Travail réalisé en atelier d’écriture avec des compagnons de la nuit, ceux qui n’ont pas forcément d’abri. « « En scène » » en fut la proposition.
Quand vous êtes en scène, en cercle comme ici, autrement ailleurs, il faut savoir quoi dire. Il faut avoir le bon mot, la présence ; il faut s’avancer, se mettre en avant. Et jouer. Mais jouer quoi ? Le texte que l’on vous demande de réciter, pour plaire, pour briller, pour paraître, pour reluire. Pour des mots creux, des mots convenus, des mauvais mots. La lumière est sur vous.
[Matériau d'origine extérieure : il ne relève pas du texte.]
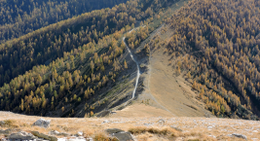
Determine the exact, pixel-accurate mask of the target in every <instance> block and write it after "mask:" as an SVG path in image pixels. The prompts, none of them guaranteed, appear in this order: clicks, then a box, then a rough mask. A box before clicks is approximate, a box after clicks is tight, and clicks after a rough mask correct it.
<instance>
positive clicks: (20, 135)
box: [8, 131, 40, 141]
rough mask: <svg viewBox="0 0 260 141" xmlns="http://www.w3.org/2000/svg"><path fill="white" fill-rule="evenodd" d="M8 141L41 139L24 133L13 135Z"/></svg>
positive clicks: (30, 134)
mask: <svg viewBox="0 0 260 141" xmlns="http://www.w3.org/2000/svg"><path fill="white" fill-rule="evenodd" d="M8 140H37V141H40V139H37V137H35V136H34V135H33V134H31V133H27V132H24V131H21V132H17V133H12V134H11V135H9V136H8Z"/></svg>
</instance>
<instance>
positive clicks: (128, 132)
mask: <svg viewBox="0 0 260 141" xmlns="http://www.w3.org/2000/svg"><path fill="white" fill-rule="evenodd" d="M114 136H115V137H116V138H117V139H118V140H119V141H133V140H134V139H133V138H132V136H131V133H129V132H119V133H115V134H114Z"/></svg>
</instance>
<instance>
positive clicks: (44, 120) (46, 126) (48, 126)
mask: <svg viewBox="0 0 260 141" xmlns="http://www.w3.org/2000/svg"><path fill="white" fill-rule="evenodd" d="M50 124H51V121H50V120H45V119H42V118H41V119H39V120H37V121H36V122H35V123H33V126H39V127H44V128H48V127H50Z"/></svg>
Vous êtes populaire.
Et puis, un jour, alors que vous êtes en scène, pas la scène d’ici, une autre ailleurs, il n’y a plus rien à dire. Plus de bons mots ; le silence. Vous calez, vous êtes à court, vous séchez. Plus de lumière. Vous êtes solitaire.
Vous vous êtes entendu parler avec les mots des autres, vous cherchez les vôtres mais ils sont longs à venir ; vous les aviez trop bien cachés depuis trop longtemps.
Vous fouillez les poches de votre mémoire, vous rappelez votre dictionnaire. Pas rancuniers, les mots, vos mots, vos bons vieux mots, un par un, reviennent. C’est comme si le temps n’avait pas passé, que vous vous étiez quittés hier.
Quel bonheur d’être à nouveau ensemble ! Avec les mots qu’on connaît bien, pas, plus de chichis. Avec les mots qu’on connaît bien, on peut dire, redire, se dire tout ce qu’on veut. On peut parler de tout, on peut parler longtemps : à mots couverts, à demi-mots. On peut mettre à tous ses maux, les mots qu’on veut, les mots qu’on peut ; ce sont tous de bons remèdes.